Dagli elegantissimi titoli si partono, allora, i tanti temi sondati e raccontati dall’autrice e, sulle tele, si alternano memorie, brandelli di figurazione, filamenti di colore che attraversano lo spazio, impronte, sensazioni quasi indistinte e marcatissime emozioni.
La pittura della Guarino corre, letteralmente, a inseguire i suoi temi e, ogni tanto, ha bisogno di soste e di riposo. Con un’occhio insieme incantato e consapevole, la pittrice contempla le sue maschere, sente, dentro lo spazio stesso della pittura, anche altre percezioni.

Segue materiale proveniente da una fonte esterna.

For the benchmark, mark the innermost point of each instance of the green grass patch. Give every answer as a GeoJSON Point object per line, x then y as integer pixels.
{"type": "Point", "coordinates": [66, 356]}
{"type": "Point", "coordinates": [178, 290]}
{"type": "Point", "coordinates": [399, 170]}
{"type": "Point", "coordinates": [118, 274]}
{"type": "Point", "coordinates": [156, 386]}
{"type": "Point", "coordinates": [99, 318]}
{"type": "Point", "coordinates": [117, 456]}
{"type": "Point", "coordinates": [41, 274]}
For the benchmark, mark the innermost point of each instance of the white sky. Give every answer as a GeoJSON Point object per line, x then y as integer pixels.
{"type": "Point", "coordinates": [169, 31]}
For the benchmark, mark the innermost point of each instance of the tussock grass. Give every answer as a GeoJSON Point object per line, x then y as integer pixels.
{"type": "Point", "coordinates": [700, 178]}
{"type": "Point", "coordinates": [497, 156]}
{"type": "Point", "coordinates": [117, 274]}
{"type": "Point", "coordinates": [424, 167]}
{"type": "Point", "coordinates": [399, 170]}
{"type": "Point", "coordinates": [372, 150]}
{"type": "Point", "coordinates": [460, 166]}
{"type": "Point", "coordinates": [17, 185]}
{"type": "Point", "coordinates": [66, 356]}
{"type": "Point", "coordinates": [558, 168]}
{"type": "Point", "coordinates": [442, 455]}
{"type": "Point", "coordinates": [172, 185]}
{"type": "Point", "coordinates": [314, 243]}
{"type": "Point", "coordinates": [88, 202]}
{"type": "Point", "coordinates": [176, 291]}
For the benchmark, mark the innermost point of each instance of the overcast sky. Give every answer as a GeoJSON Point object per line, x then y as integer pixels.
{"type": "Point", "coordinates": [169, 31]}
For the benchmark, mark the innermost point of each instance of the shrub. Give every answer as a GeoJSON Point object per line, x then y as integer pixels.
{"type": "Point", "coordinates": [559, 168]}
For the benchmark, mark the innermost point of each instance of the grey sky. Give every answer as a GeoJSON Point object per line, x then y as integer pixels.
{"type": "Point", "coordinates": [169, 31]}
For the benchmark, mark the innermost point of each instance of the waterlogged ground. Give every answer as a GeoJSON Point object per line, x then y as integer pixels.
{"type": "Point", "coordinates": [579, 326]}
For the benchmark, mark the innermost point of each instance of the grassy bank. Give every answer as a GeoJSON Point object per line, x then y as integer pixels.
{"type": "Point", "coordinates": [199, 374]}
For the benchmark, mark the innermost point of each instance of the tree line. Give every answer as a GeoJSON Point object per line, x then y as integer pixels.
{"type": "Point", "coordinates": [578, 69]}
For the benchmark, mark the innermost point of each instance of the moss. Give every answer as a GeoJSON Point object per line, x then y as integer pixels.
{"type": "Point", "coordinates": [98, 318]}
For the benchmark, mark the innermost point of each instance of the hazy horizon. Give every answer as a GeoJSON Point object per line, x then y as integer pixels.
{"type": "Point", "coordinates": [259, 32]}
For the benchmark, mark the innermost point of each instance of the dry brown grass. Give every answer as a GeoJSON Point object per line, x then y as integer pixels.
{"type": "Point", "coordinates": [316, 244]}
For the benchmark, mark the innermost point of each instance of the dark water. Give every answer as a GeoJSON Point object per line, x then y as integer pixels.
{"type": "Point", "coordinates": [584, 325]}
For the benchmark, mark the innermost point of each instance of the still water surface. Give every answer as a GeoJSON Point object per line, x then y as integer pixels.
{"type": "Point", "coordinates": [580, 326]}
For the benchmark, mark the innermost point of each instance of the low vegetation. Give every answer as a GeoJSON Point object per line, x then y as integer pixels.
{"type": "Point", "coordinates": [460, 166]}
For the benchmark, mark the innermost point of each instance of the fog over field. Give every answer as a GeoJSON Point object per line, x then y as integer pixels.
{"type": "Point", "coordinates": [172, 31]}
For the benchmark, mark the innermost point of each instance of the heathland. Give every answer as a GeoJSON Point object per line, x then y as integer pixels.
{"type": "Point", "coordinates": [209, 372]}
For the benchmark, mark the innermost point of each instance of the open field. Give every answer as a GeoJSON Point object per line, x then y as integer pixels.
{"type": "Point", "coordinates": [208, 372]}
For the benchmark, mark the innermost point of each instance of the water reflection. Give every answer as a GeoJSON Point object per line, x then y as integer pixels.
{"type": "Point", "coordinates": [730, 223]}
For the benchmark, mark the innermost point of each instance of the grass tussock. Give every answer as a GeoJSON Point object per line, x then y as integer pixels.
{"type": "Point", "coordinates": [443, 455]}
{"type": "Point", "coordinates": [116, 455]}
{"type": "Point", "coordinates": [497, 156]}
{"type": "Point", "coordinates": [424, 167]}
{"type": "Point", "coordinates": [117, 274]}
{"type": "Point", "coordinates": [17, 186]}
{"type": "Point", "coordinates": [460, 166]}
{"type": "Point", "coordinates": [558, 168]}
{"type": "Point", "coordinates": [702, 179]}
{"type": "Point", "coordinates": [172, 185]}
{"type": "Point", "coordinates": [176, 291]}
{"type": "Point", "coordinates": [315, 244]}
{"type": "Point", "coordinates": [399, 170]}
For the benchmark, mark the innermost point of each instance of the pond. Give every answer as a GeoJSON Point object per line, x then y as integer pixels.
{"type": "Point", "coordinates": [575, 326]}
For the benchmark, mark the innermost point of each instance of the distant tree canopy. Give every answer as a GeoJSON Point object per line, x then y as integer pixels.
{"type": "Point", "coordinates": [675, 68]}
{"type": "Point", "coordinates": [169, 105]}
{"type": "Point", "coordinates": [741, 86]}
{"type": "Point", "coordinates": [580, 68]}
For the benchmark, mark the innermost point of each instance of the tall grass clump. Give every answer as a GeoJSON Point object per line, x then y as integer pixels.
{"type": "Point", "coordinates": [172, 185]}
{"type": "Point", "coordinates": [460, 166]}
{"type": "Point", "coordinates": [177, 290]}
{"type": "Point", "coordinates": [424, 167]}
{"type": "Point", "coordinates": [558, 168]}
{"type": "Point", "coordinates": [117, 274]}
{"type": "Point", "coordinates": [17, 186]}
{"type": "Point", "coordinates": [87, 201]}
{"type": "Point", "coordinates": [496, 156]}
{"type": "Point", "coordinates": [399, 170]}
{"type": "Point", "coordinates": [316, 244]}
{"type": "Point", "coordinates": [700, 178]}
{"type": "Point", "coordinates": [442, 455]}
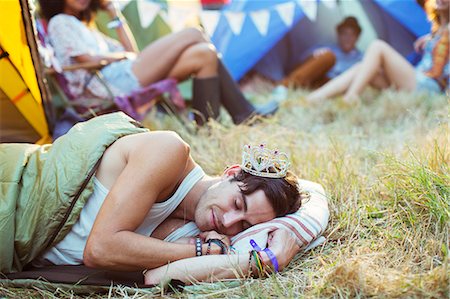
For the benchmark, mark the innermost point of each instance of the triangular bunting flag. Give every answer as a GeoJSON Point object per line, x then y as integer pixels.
{"type": "Point", "coordinates": [235, 20]}
{"type": "Point", "coordinates": [261, 20]}
{"type": "Point", "coordinates": [286, 12]}
{"type": "Point", "coordinates": [329, 3]}
{"type": "Point", "coordinates": [147, 12]}
{"type": "Point", "coordinates": [210, 19]}
{"type": "Point", "coordinates": [309, 7]}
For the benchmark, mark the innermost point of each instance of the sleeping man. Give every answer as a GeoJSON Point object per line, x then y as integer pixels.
{"type": "Point", "coordinates": [111, 194]}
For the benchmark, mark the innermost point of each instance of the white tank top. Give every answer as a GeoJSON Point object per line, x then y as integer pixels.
{"type": "Point", "coordinates": [70, 250]}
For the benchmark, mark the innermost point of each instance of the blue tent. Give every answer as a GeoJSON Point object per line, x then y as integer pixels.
{"type": "Point", "coordinates": [398, 22]}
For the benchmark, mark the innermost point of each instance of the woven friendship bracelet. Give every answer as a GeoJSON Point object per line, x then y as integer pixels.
{"type": "Point", "coordinates": [272, 258]}
{"type": "Point", "coordinates": [198, 246]}
{"type": "Point", "coordinates": [269, 253]}
{"type": "Point", "coordinates": [223, 247]}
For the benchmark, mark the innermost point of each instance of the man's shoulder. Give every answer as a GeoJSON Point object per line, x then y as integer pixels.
{"type": "Point", "coordinates": [154, 144]}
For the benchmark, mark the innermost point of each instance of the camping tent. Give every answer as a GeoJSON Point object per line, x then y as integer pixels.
{"type": "Point", "coordinates": [25, 113]}
{"type": "Point", "coordinates": [22, 116]}
{"type": "Point", "coordinates": [247, 30]}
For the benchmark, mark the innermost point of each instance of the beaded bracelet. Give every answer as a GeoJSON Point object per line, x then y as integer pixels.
{"type": "Point", "coordinates": [269, 253]}
{"type": "Point", "coordinates": [258, 262]}
{"type": "Point", "coordinates": [116, 22]}
{"type": "Point", "coordinates": [208, 250]}
{"type": "Point", "coordinates": [272, 258]}
{"type": "Point", "coordinates": [250, 270]}
{"type": "Point", "coordinates": [198, 246]}
{"type": "Point", "coordinates": [223, 247]}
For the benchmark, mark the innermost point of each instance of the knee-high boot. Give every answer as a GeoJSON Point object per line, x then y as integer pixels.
{"type": "Point", "coordinates": [232, 98]}
{"type": "Point", "coordinates": [234, 101]}
{"type": "Point", "coordinates": [206, 99]}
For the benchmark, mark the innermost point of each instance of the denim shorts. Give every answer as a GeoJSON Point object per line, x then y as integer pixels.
{"type": "Point", "coordinates": [121, 77]}
{"type": "Point", "coordinates": [425, 83]}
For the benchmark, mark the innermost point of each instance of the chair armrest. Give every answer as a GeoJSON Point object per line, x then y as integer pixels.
{"type": "Point", "coordinates": [78, 66]}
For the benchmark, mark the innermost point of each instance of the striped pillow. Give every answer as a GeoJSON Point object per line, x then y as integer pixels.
{"type": "Point", "coordinates": [307, 224]}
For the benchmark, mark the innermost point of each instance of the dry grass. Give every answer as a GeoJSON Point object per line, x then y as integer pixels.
{"type": "Point", "coordinates": [385, 164]}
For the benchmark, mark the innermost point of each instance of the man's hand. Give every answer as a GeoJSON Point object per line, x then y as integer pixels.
{"type": "Point", "coordinates": [111, 8]}
{"type": "Point", "coordinates": [284, 245]}
{"type": "Point", "coordinates": [215, 249]}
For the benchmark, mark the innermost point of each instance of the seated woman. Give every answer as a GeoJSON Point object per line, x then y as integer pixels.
{"type": "Point", "coordinates": [179, 55]}
{"type": "Point", "coordinates": [383, 67]}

Sente suoni e rumori, crolli e fremiti, canti e silenzi, fantasmi e rovine. Si sposta continuamente da impressioni di vaghezza e indistinto, a impressioni di nette visioni. A volte è come afflitta da disturbi e fastidi, a volte è ironica e disincantata. Su tutto domina forte il tema sovrano della vita e della morte, sentito nella sua naturalezza e immediatezza, ma sopraffatto dalle maschere dell’esistenza, come in uno strano circo disabitato.
È interessante il segno della pittrice che alterna larghezza di campiture a flussi leggeri di materia che passano nell’aria come se fosse rinata in lei la sovrana leggerezza di un Wols o un Mathieu. La straordinaria freschezza e genuinità che contraddistinsero, cinquanta anni fa, i maestri dell'”action painting” statunitense nella affermazione di un’arte gestuale e segnica, riemerge in certe personalità della pittura dei nostri tempi, come, appunto, Liliana Guarino.

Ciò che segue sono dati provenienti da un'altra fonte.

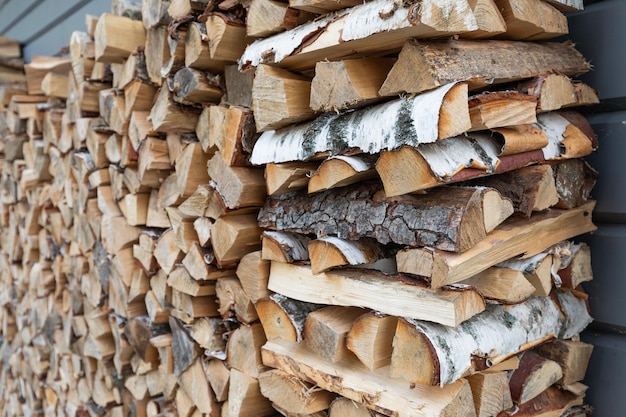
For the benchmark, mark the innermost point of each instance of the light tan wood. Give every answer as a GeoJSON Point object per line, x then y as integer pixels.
{"type": "Point", "coordinates": [358, 382]}
{"type": "Point", "coordinates": [244, 397]}
{"type": "Point", "coordinates": [515, 237]}
{"type": "Point", "coordinates": [266, 17]}
{"type": "Point", "coordinates": [419, 59]}
{"type": "Point", "coordinates": [244, 349]}
{"type": "Point", "coordinates": [116, 37]}
{"type": "Point", "coordinates": [532, 20]}
{"type": "Point", "coordinates": [573, 357]}
{"type": "Point", "coordinates": [347, 84]}
{"type": "Point", "coordinates": [340, 171]}
{"type": "Point", "coordinates": [280, 98]}
{"type": "Point", "coordinates": [370, 339]}
{"type": "Point", "coordinates": [370, 28]}
{"type": "Point", "coordinates": [491, 393]}
{"type": "Point", "coordinates": [253, 273]}
{"type": "Point", "coordinates": [534, 375]}
{"type": "Point", "coordinates": [291, 394]}
{"type": "Point", "coordinates": [239, 186]}
{"type": "Point", "coordinates": [290, 176]}
{"type": "Point", "coordinates": [233, 237]}
{"type": "Point", "coordinates": [371, 289]}
{"type": "Point", "coordinates": [326, 253]}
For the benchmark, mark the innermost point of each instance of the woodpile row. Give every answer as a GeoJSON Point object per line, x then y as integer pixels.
{"type": "Point", "coordinates": [314, 208]}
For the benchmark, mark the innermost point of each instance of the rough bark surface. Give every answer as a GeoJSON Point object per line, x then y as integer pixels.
{"type": "Point", "coordinates": [442, 219]}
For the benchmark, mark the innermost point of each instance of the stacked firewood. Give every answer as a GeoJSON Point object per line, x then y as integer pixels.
{"type": "Point", "coordinates": [147, 272]}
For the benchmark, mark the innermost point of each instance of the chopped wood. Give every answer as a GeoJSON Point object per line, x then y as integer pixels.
{"type": "Point", "coordinates": [116, 37]}
{"type": "Point", "coordinates": [266, 17]}
{"type": "Point", "coordinates": [532, 20]}
{"type": "Point", "coordinates": [286, 177]}
{"type": "Point", "coordinates": [329, 251]}
{"type": "Point", "coordinates": [375, 290]}
{"type": "Point", "coordinates": [291, 394]}
{"type": "Point", "coordinates": [439, 219]}
{"type": "Point", "coordinates": [368, 28]}
{"type": "Point", "coordinates": [422, 349]}
{"type": "Point", "coordinates": [280, 98]}
{"type": "Point", "coordinates": [353, 381]}
{"type": "Point", "coordinates": [425, 118]}
{"type": "Point", "coordinates": [348, 84]}
{"type": "Point", "coordinates": [491, 393]}
{"type": "Point", "coordinates": [516, 236]}
{"type": "Point", "coordinates": [339, 171]}
{"type": "Point", "coordinates": [370, 338]}
{"type": "Point", "coordinates": [284, 246]}
{"type": "Point", "coordinates": [472, 61]}
{"type": "Point", "coordinates": [534, 375]}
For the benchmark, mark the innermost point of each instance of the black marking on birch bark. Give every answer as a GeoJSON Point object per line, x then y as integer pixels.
{"type": "Point", "coordinates": [405, 132]}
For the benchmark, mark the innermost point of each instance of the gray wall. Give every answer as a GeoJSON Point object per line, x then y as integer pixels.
{"type": "Point", "coordinates": [44, 26]}
{"type": "Point", "coordinates": [599, 32]}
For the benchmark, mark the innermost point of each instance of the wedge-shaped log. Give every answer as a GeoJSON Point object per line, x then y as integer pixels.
{"type": "Point", "coordinates": [515, 237]}
{"type": "Point", "coordinates": [375, 290]}
{"type": "Point", "coordinates": [432, 354]}
{"type": "Point", "coordinates": [532, 20]}
{"type": "Point", "coordinates": [283, 317]}
{"type": "Point", "coordinates": [348, 84]}
{"type": "Point", "coordinates": [419, 63]}
{"type": "Point", "coordinates": [371, 27]}
{"type": "Point", "coordinates": [340, 170]}
{"type": "Point", "coordinates": [374, 389]}
{"type": "Point", "coordinates": [117, 37]}
{"type": "Point", "coordinates": [425, 118]}
{"type": "Point", "coordinates": [280, 98]}
{"type": "Point", "coordinates": [452, 219]}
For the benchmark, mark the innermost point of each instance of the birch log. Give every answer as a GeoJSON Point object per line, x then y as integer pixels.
{"type": "Point", "coordinates": [452, 219]}
{"type": "Point", "coordinates": [425, 118]}
{"type": "Point", "coordinates": [431, 354]}
{"type": "Point", "coordinates": [374, 26]}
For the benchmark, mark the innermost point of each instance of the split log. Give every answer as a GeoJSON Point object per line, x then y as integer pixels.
{"type": "Point", "coordinates": [348, 84]}
{"type": "Point", "coordinates": [370, 338]}
{"type": "Point", "coordinates": [266, 17]}
{"type": "Point", "coordinates": [291, 394]}
{"type": "Point", "coordinates": [425, 118]}
{"type": "Point", "coordinates": [284, 246]}
{"type": "Point", "coordinates": [532, 20]}
{"type": "Point", "coordinates": [369, 28]}
{"type": "Point", "coordinates": [491, 393]}
{"type": "Point", "coordinates": [556, 91]}
{"type": "Point", "coordinates": [452, 219]}
{"type": "Point", "coordinates": [472, 61]}
{"type": "Point", "coordinates": [283, 317]}
{"type": "Point", "coordinates": [374, 389]}
{"type": "Point", "coordinates": [290, 176]}
{"type": "Point", "coordinates": [339, 171]}
{"type": "Point", "coordinates": [325, 331]}
{"type": "Point", "coordinates": [280, 98]}
{"type": "Point", "coordinates": [422, 352]}
{"type": "Point", "coordinates": [498, 109]}
{"type": "Point", "coordinates": [245, 397]}
{"type": "Point", "coordinates": [515, 237]}
{"type": "Point", "coordinates": [253, 273]}
{"type": "Point", "coordinates": [116, 37]}
{"type": "Point", "coordinates": [552, 401]}
{"type": "Point", "coordinates": [375, 290]}
{"type": "Point", "coordinates": [239, 186]}
{"type": "Point", "coordinates": [328, 252]}
{"type": "Point", "coordinates": [244, 349]}
{"type": "Point", "coordinates": [534, 375]}
{"type": "Point", "coordinates": [573, 357]}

Senza voler proporre impossibili accostamenti che, a distanza di tanto tempo non avrebbero un vero senso critico, non si può non segnalare, tuttavia, l’energica volontà da parte di una pittrice come la Guarino di dare al proprio lavoro un marchio acuto e sensibile, scaturito da un amore del segno che è evidente.
Tutti insieme i quadri presenti in questa esposizione compongono un organismo unitario, coerente e ricco di riflessi interni. Molto esplicito è 1’aggancio alla realtà concreta del mondo intorno a noi e alla storia del Presente, come nel riferimento alla tragedia delle Due Torri dell’11 settembre, un argomento delicatissimo che 1’autrice affronta senza retorica e senza compiacimento, inserendolo con assoluta logica nel flusso della sua sostanza stilistica, dentro questa sorta di magma di segno e materia che passa da un quadro all’altro e mantiene alta la tensione morale di un lavoro sempre improntato a una dimensione etica e comportamentale, mai fine a se stesso, ma concretamente volto alla conoscenza di se stessi e delle cose che ci circondano.